The concern with screen scraping is that it relies on the use of passwords and other personal credentials held by consumers to link apps like Venmo and Square Inc.’s Cash App to accounts at financial institutions. Fearing security issues, “a lot of the industry is starting to transition from credential-based to API-based access,” says John Pitts, global head of policy at Plaid Inc., a major data network.
A big move in that direction came Wednesday with news from Lehi, Utah-based data network MX Technologies Inc. that it is introducing a set of open-source software offerings collectively called MX Open. The new platform includes an API that can allow financial institutions and fintechs to connect users to their financial data. MX announced earlier this month that it had built a network of more than 50,000 connections to financial institutions and fintechs, outdistancing the estimated number of links established by other data networks.
“MX Open gives organizations the tools they need to define and launch their open-finance strategy and innovate faster with the vendors and technology providers that will serve their customers best,” said Brett Allred, chief product officer at MX, in a statement.
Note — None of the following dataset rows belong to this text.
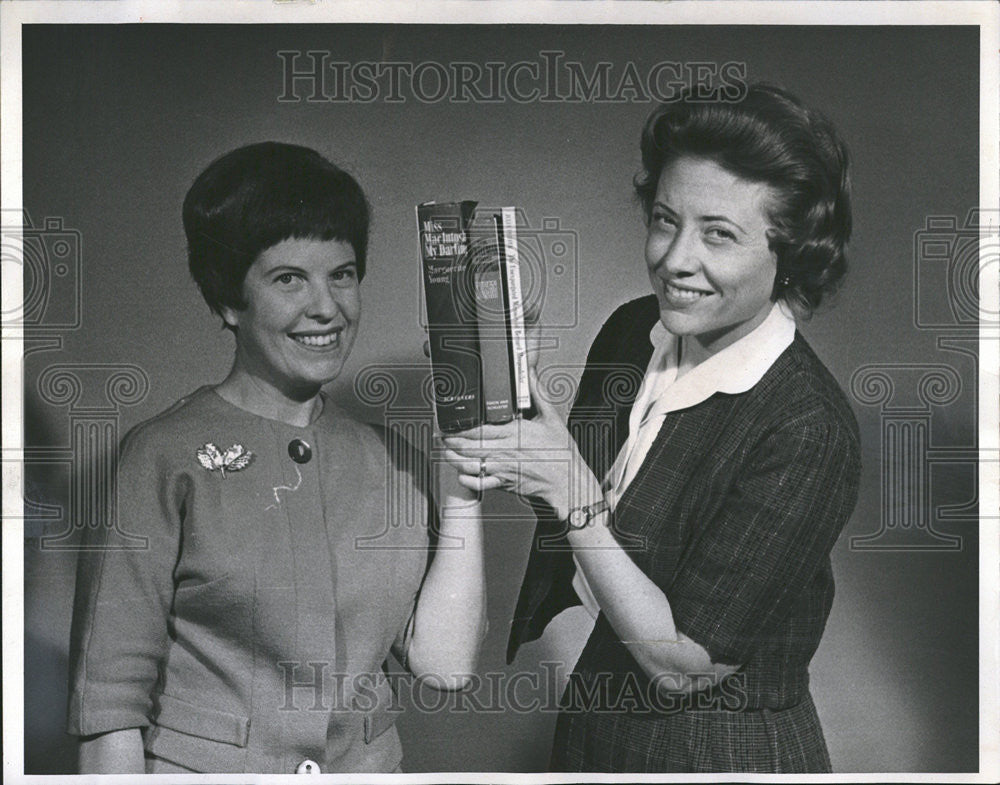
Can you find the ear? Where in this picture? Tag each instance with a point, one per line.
(230, 316)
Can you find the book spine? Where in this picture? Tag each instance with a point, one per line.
(453, 339)
(498, 405)
(514, 306)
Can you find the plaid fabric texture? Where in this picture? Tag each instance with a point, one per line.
(733, 514)
(764, 741)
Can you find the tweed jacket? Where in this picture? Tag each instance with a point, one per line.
(247, 629)
(733, 514)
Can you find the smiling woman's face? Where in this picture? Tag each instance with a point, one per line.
(707, 252)
(303, 306)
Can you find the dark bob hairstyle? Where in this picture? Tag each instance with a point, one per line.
(257, 196)
(768, 137)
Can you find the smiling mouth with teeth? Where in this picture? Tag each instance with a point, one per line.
(686, 295)
(319, 341)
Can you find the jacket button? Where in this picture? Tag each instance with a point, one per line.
(299, 451)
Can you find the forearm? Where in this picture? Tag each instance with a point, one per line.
(450, 618)
(115, 752)
(637, 608)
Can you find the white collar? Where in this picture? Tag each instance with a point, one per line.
(732, 370)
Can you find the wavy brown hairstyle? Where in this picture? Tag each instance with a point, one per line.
(768, 137)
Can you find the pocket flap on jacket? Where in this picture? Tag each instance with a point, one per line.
(201, 721)
(378, 722)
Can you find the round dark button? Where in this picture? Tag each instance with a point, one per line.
(307, 766)
(299, 451)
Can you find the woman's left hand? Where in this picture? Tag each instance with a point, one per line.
(536, 458)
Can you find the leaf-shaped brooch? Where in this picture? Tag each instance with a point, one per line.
(232, 460)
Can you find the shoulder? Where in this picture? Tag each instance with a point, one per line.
(180, 430)
(634, 318)
(165, 427)
(799, 394)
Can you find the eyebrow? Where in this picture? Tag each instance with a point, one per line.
(701, 218)
(284, 267)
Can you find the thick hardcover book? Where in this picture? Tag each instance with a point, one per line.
(451, 313)
(506, 229)
(498, 403)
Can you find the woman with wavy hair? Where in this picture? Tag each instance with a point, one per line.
(694, 514)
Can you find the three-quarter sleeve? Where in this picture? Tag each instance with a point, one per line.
(123, 597)
(770, 539)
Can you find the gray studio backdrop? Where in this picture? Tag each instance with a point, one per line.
(118, 120)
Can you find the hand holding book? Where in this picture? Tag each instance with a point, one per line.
(534, 458)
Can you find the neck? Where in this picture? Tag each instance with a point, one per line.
(257, 396)
(695, 349)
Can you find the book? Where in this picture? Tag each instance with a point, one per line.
(506, 228)
(451, 316)
(472, 288)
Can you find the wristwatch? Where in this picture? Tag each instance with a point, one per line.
(581, 517)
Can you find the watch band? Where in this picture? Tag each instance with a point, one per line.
(581, 517)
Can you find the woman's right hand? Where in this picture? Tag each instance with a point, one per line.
(534, 458)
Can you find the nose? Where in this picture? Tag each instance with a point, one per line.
(679, 255)
(323, 305)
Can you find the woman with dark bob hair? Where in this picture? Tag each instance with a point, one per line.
(284, 546)
(712, 459)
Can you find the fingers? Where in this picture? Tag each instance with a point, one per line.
(465, 464)
(477, 483)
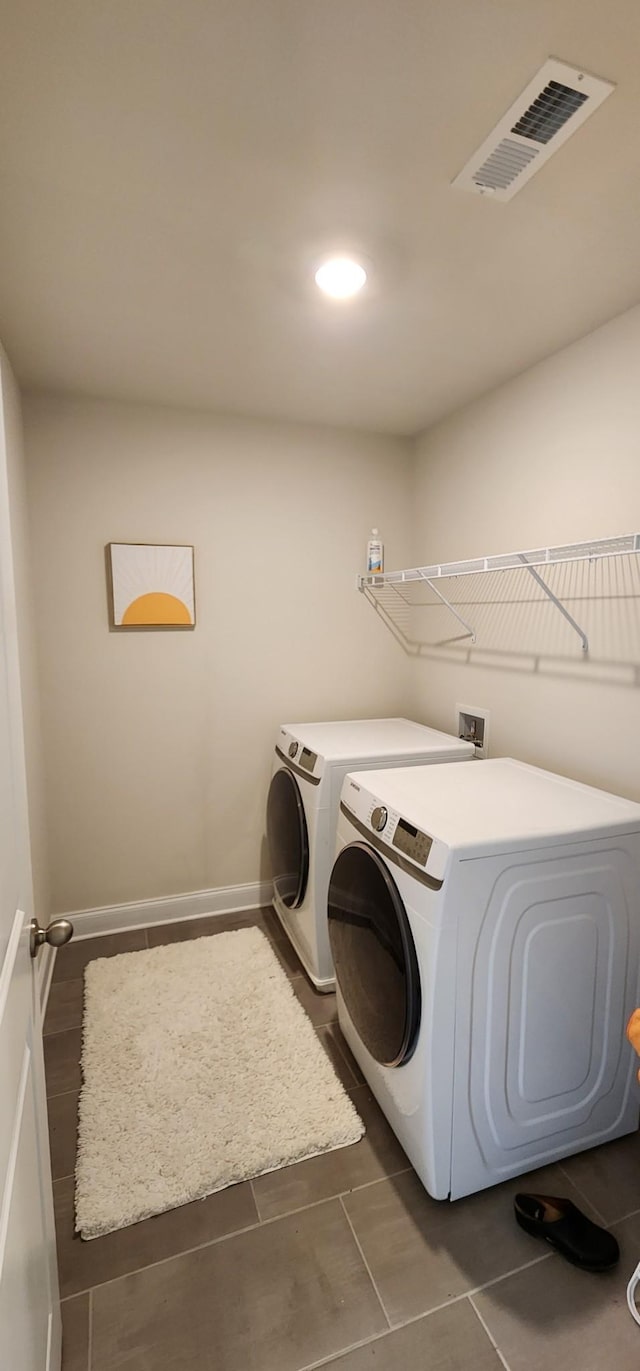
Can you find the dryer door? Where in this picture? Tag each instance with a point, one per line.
(374, 954)
(288, 839)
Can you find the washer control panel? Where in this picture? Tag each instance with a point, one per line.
(378, 817)
(411, 842)
(303, 758)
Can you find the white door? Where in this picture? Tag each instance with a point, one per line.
(29, 1304)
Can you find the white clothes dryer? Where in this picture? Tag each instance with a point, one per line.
(485, 930)
(310, 764)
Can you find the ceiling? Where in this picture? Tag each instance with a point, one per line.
(171, 172)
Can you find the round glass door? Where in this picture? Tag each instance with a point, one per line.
(374, 954)
(288, 839)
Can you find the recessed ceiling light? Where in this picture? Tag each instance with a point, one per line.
(340, 277)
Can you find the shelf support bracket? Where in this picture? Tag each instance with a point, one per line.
(557, 602)
(450, 606)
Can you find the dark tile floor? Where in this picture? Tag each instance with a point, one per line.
(341, 1260)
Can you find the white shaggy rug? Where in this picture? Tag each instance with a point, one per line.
(200, 1068)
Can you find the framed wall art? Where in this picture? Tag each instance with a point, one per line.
(151, 586)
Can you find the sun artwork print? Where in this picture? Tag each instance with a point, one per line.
(151, 586)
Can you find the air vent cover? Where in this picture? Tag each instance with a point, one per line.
(551, 107)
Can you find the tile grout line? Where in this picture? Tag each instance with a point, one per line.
(426, 1314)
(581, 1193)
(60, 1093)
(224, 1237)
(496, 1349)
(255, 1201)
(89, 1348)
(365, 1260)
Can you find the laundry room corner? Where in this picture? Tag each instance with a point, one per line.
(544, 459)
(158, 745)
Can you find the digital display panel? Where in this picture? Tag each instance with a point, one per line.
(407, 828)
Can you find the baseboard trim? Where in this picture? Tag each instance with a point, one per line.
(115, 919)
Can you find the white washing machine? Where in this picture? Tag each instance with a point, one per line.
(485, 928)
(311, 761)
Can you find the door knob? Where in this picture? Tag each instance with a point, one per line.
(56, 934)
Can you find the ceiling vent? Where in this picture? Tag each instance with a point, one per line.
(551, 107)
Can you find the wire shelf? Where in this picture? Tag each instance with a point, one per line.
(533, 561)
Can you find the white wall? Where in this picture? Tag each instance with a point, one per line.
(551, 457)
(18, 572)
(158, 745)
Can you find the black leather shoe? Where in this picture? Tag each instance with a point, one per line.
(569, 1230)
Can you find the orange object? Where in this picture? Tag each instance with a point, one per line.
(633, 1033)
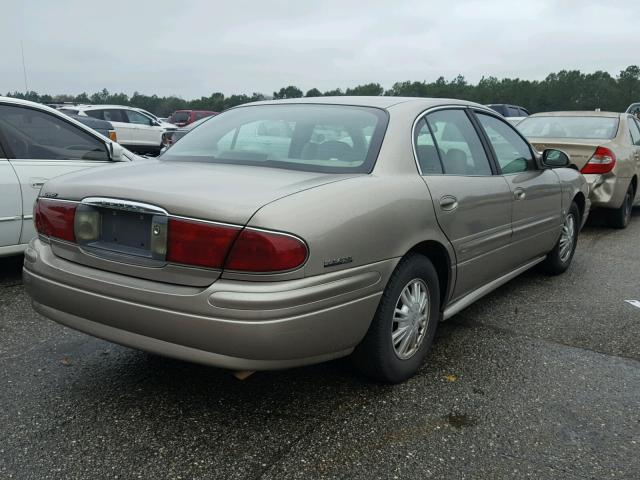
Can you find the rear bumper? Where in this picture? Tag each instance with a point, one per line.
(606, 191)
(230, 324)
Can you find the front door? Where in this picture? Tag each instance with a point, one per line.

Then, on Thursday, financial-services technology giant Fiserv Inc. announced AllData Connect, its own solution for data sharing among fintechs and banks. “This process can be difficult for financial institutions to support if screen scraping impairs online banking performance, or when login credentials are stored at unaffiliated third parties,” said Paul Diegelman, vice president of digital Payments and data aggregation at Fiserv, in a statement. “AllData Connect gives financial institutions the ability and insight they need to confidently empower consumers to share their financial account information.”
Even so, Plaid’s Pitts estimates that about 90% of data sharing is occurring outside of APIs, typically by means of acquiring credentials from users. “Only the top 10 to 20 banks have made progress developing their own APIs,” he notes. “If there were a prohibition on screen-scraping, there would be this two-tier system where customers of small community banks wouldn’t have access.” Plaid offers its own API called Plaid Exchange.
Visa Inc. said in January it was paying $5.3 billion to acquire San Francisco-based Plaid in a deal that is undergoing review both in and outside the United States. The Competition and Markets Authority in the United Kingdom granted clearance last month.
At the same time, the Financial Data Exchange, a trade group for open banking, is working on a cross-industry standard API for data sharing. MX and Plaid are among the more than 100 members of the Reston, Va.-based FDX, which operates under the auspices of the 21-year old Financial Services Information Sharing and Analysis Center (FS-ISAC).
Industry standards are one thing, but the federal government is also likely to lay out its own rules. The CFPB in July said it plans to set out a so-called advance notice of proposed rulemaking for consumer-permitted access to financial data. The Bureau’s interest in the matter rests on Section 1033 of the Dodd-Frank Act, which bears on consumers’ access to, and use of, their financial records.